Assim que sai da casa de Noêmia e entra no carro, Fernando se senta no banco do volante e desce um pouquinho a calça.
“Parece que o corretivo deu certo. Nada que uma boa maquiagem não resolva.”
Em uma cidade distante, tem uma pessoa que está prestes a ir pra Sete Lagoas.
— Tem certeza de que quer encontrá-la? — pergunta uma estranha mulher.
E ele, com um olhar sério diante do vídeo circulando no TikTok da noiva ser abandonada no altar, responde:
— Eu preciso encontrá-la.
— Sabe que corre perigo né se a ver?
— Com certeza, mas perigo maior vai ser ela tentar me matar novamente.
Dionatan visita Lisiane em seu apartamento e os dois bebem juntos.
— Agora que está rompida com Richelle, não vai me esquecer né?
— Dionatan, eu gosto de você. Só não dá mais pra ficar sendo amiguinha da Richelle, depois do que ela fez.
— Reconsidere, Lisiane. Richelle gosta de você.
Lisiane sorri.
— Será? Eu tenho minhas suspeitas.
— Lisiane, ela te tirou de um emprego e colocou na empresa. Te fez se aproximar dos Salles. Isso não lhe basta?
— Ela fez o que fez pra provocar a Suany.
— Não seja ingrata, Lisiane. Ela te ajudou e isso basta. Você tem que retribuir isso.
— Você está certo. Eu vou falar com ela. Estou um pouco chateada, mas vou seguir seu conselho. Apesar de tudo que houve, acho que preciso mesmo ter essa conversa com ela.
— Eu posso preparar esse encontro entre vocês, sem problema algum. Só marcar o dia, horário e local.
— Não é necessário. Eu vou a casa dela.
— Lisiane, você é uma boa pessoa. Você é íntegra, de bom coração. Eu tenho muito carinho por você.
— Dionatan, você se mostrou ser um amigo. Muito obrigada por tudo mesmo.

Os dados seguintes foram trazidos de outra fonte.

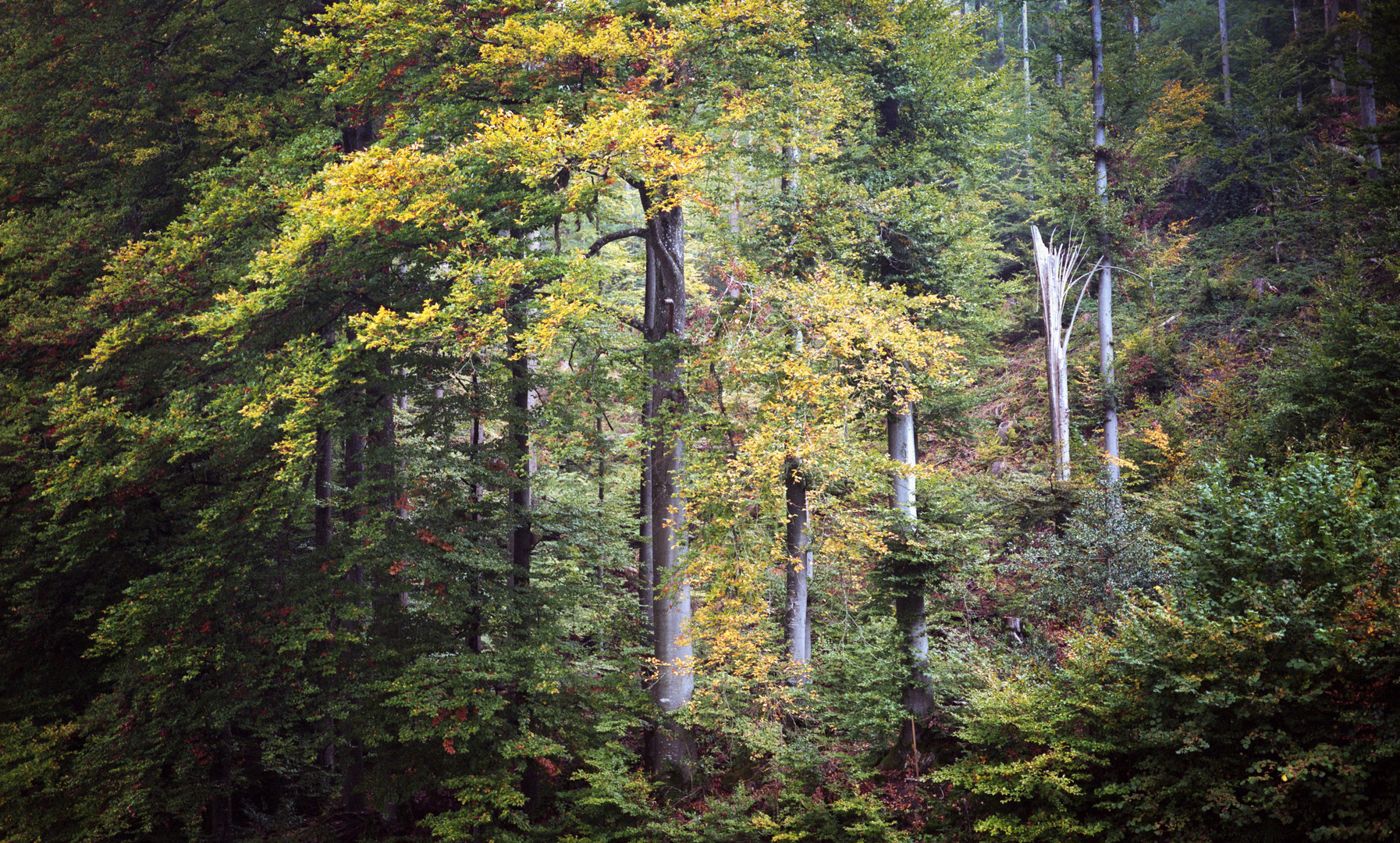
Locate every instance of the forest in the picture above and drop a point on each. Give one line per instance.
(699, 421)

— Eu só acho que as pessoas precisam de uma segunda chance. Você e Fabiano estão próximos agora. Verena te adora. Tem seu emprego garantido, seu apartamento. Agora, precisa ver quem te ajudou a chegar nisso tudo né?

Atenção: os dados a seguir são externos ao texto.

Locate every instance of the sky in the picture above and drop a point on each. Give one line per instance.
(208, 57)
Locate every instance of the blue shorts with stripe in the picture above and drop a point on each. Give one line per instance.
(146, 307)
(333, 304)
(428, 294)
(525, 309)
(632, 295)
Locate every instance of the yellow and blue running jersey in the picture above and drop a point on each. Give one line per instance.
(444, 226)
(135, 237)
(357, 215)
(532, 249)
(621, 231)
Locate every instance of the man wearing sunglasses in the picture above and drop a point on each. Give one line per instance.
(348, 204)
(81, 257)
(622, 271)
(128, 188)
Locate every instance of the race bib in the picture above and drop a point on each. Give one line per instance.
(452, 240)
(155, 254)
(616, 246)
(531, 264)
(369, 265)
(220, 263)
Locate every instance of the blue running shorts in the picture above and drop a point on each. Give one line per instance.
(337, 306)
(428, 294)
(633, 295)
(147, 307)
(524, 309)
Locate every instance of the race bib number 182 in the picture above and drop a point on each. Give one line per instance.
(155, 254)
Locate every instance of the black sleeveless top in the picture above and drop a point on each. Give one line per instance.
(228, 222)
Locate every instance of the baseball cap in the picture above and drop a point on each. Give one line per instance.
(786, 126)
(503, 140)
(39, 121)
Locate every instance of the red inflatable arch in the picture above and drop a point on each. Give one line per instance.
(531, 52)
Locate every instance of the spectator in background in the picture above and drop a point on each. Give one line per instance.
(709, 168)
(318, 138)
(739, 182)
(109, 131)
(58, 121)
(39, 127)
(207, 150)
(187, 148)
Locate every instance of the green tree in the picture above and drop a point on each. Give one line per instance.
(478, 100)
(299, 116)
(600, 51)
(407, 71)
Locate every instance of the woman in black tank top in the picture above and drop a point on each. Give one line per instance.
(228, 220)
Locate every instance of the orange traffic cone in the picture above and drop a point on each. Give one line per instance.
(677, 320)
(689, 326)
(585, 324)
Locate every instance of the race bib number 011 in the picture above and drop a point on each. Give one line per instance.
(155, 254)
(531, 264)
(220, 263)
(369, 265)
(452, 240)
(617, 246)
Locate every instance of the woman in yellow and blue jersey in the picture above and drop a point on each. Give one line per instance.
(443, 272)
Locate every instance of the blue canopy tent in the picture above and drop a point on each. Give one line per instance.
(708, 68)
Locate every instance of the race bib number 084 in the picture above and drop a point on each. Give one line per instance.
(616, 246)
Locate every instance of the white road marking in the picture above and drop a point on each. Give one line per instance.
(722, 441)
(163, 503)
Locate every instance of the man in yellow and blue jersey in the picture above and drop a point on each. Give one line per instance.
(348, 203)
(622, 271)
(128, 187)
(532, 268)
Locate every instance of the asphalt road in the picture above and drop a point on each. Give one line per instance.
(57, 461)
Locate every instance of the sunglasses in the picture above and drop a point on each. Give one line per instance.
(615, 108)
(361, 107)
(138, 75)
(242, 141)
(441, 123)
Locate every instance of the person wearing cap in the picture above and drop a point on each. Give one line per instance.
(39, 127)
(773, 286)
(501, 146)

— Eu já entendi o seu recado e realmente, eu esqueci por um momento disso. Mas pensa, Dionatan, com a Suany no meu pé, não tinha como ficar próxima da Richelle também, entende?
— Super entendo, mas agora a sua amiga Suany caiu.
— Não somos amigas. Nunca fomos pra dizer a verdade. Eu só aceitei essa aliança da Suany, pra tentar me afastar do Fabiano. Não queria que nada desse errado.
— Acorda Lisiane! Deu tudo errado! Você tentou se afastar, mas não conseguiu.
— Pior que não mesmo, amigo. — confessa Lisiane, séria.